Page 1 of 1

how to generate control files in a datastage job?

Posted: Fri Mar 25, 2005 4:27 am
by pongal
Hi,

I have a requirement in such a way that i need to generate control files, one should contain no of rows extracted and another should contain no of rows loaded and both the files should put at remote server location through ftp.

Thanks in advance.

Posted: Fri Mar 25, 2005 5:04 am
by ArndW
Hello Pongal,

Do you wish to write DataStage results to these files and ftp them? The tterm "control file" is a bit confusing in that case.

But to answer your question - this is quite easy to do. You can write a very short after-job routine to write this information out to the 2 files; then you can call the FTP command line to copy the files, or you can use the FTP stage from the DataStage job to do so.

Posted: Fri Mar 25, 2005 9:47 am
by kduke
To get row counts in XML format then

../../DSEngine/bin/dsjob -report #projName# #jobName# XML >#jobName#.xml

There is another form of this report that is not XML if you leave off "XML" then you get that version.

Posted: Mon Mar 28, 2005 3:46 am
by pongal
Hi ArndW

Can i write code like this in after job routine?
Result= DSGetLinkInfo(DSJ.ME,<<stageName>>,<<LinkName>>,DSJ.LINKROWCOUNT)
and my doubt is how to create control files with rowcount information and transfer it to particular location in DataStage server.
i can use ftp,but how to generate control files.
can u explain more elaborately..

Thanks,
Pongal

Posted: Mon Mar 28, 2005 4:38 am
by ray.wurlod
Provided that you are running with MetaStage proxy mode enabled and the listener is running, process metadata can automatically be captured by MetaStage. You can arrange for the captured data to be distributed from MetaStage.

In an upcoming release, DataStage and MetaStage will share the same repository, so that this ought to be your preferred approach looking forward.

Otherwise, it's pretty much a code-it-yourself solution (or hire a good consultant to code to your exact specifications).

Posted: Mon Mar 28, 2005 5:26 am
by roy
Hi,
If you want to create cotrol files containing number of rows and such in ds server your most simple solution would be:
1. add a hash file with dummy key column having 1 as it's value.
2. split the output in a transformer to add the hash file with fixed 1 in the key column and the @OUTROWNUM or @INROWNUM, or whatever your loginc for outputing a row is, in the count column; at the end of the input rows you'll have the count in the hash file.
3. read that hash file to a sequential file building your control file.

IMHO,this is the most simple and pure GUI way to build a control file in server for you data files

IHTH,

Posted: Mon Mar 28, 2005 12:45 pm
by pongal
Thanks roy...
I got the rowcount.. but performance is dam slow as we have 7.2 million records at source file. can we take any performance tuning?

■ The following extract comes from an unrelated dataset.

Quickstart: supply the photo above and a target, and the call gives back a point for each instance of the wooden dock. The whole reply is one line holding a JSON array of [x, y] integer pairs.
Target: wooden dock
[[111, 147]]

Posted: Mon Mar 28, 2005 1:24 pm
by ray.wurlod
Take an extra output link. It has one integer column. The value sent along this link is @INROWNUM. Run it through an Aggregator stage in which the Last function is specified.

Posted: Tue Mar 29, 2005 4:51 am
by roy
Hi,
Do you only need to build the control file/s from existing files or ones you build in an ETL proces?

How do you define slow?
it should be relative to task and resources at hand.

Tricks for getting best performance include IPC stage to make sure a process gets max CPU doing a single task like only read or only write(though at times it can be only a small aproovment)

you might try a filter command for cutting only the first char of the line if you only need row count (just an idea I really never tested if it will make adifference)

also you might use filter command to wc -l the file and handle the result.

but theese are only options you might want to check out.

IHTH,